Auch bei Eickhoff, die sich in einen Wettbewerb in Montréal stürzt, wo sie sich zielstrebig ins Finale vorarbeitet, dreht sich alles um die angestrebte große Laufbahn, um persönlichen Ehrgeiz, Anerkennung, Ruhm und gewiss auch Geld. Das ist bis zu einem gewissen Grad legitim, nur fragt man sich, was die Musik selbst für sie eigentlich bedeutet. Dient ihr Perfektionsanspruch nur dem eigenen Renommee?
Sängerinnen und Sänger in Scottos Generation dachten nicht unweigerlich an erster Stelle an ihr Ego, sondern stellten ihre Genialität in den Dienst der Musik, feilten nicht Stunde um Stunde an kleinsten Nuancen, um zu glänzen, sondern um den Ansprüchen der Komponisten gerecht zu werden. Davon erzählt Sauters Film nicht. Nur einmal unterstreicht immerhin Scotto die Schönheit der Musik, der sie sich verpflichtete.
Musik überwiegend nur in kurzen Schnipseln
Im Film erhält die Musik überwiegend nur in kurzen Schnipseln Raum. In einigen Einstellungen werden nicht einmal die Stimmen der Sängerinnen hörbar, da sieht man nur ihre Körper beim Singen zu einer gänzlich anderen Tonspur aus dem Off.
Dass die Filmemacherin die Alltagsszenen für sich selbst sprechen lässt, zahlt sich in diesem Fall nicht aus. Denn inmitten all der Smalltalks, Autogrammstunden, flüchtigen Momente im Rampenlicht, Autofahrten und Begegnungen gelangt die Produktion über die dünne Bestandsaufnahme, dass künstlerischer Erfolg nicht ohne Höchstleistungen, hohe Belastungen und so manche Durststrecken zu haben ist, nicht hinaus. Die Doku verschenkt so ihr Potenzial, bedenkt man nur, welche spannenden Fragen hätten aufgeworfen werden können, sei es zu moderner Opernregie, Erfahrungen mit Dirigenten oder auch zum Thema Stress, Misserfolge und Verschleiß.

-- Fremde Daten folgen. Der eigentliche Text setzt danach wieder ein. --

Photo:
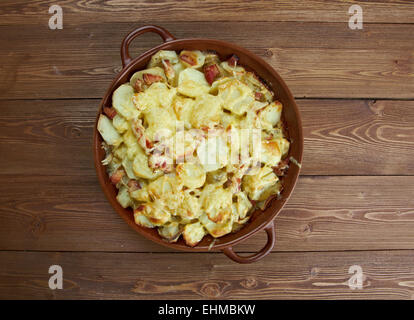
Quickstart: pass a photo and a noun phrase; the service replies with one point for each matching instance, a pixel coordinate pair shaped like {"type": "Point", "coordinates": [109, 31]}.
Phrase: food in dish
{"type": "Point", "coordinates": [194, 145]}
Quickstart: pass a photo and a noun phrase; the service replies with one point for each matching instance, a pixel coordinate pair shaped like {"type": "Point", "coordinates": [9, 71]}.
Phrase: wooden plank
{"type": "Point", "coordinates": [211, 10]}
{"type": "Point", "coordinates": [315, 59]}
{"type": "Point", "coordinates": [70, 213]}
{"type": "Point", "coordinates": [314, 275]}
{"type": "Point", "coordinates": [56, 136]}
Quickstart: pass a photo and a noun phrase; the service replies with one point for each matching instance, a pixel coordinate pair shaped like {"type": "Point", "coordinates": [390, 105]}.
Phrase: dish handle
{"type": "Point", "coordinates": [270, 231]}
{"type": "Point", "coordinates": [125, 57]}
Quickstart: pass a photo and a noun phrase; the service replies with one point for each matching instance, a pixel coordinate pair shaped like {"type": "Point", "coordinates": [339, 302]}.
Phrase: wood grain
{"type": "Point", "coordinates": [376, 62]}
{"type": "Point", "coordinates": [313, 275]}
{"type": "Point", "coordinates": [382, 11]}
{"type": "Point", "coordinates": [324, 213]}
{"type": "Point", "coordinates": [342, 137]}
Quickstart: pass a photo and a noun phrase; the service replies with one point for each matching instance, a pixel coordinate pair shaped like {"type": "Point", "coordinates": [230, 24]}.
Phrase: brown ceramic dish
{"type": "Point", "coordinates": [260, 220]}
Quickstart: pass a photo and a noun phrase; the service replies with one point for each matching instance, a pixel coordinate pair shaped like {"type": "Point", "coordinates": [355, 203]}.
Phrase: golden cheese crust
{"type": "Point", "coordinates": [194, 145]}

„Primadonna or Nothing“ zeigt in erster Linie also das belanglose Drumherum des Sängerberufs und verliert darüber das Wesentliche aus den Augen, woran sich künstlerische Meisterschaft bemisst und warum Singen eine so harte Arbeit erfordert.
Sie singt innerlich mit
Die schönste und einzig wirklich berührende Sequenz spart sich der Film ganz bis zum Schluss auf. Da lauscht Renata Scotto einer älteren Aufnahme von sich mit einer Arie aus Puccinis „Le Villi“ und singt, sichtlich zufrieden, innerlich mit. „Non ti scordar di me“ lautet der Text dieser Arie, „Vergiss mich nicht“. Schön, dass dieser Moment noch festgehalten werden konnte, während der Dreharbeiten ist die legendäre Sopranistin gestorben. Der Film ist ihr gewidmet.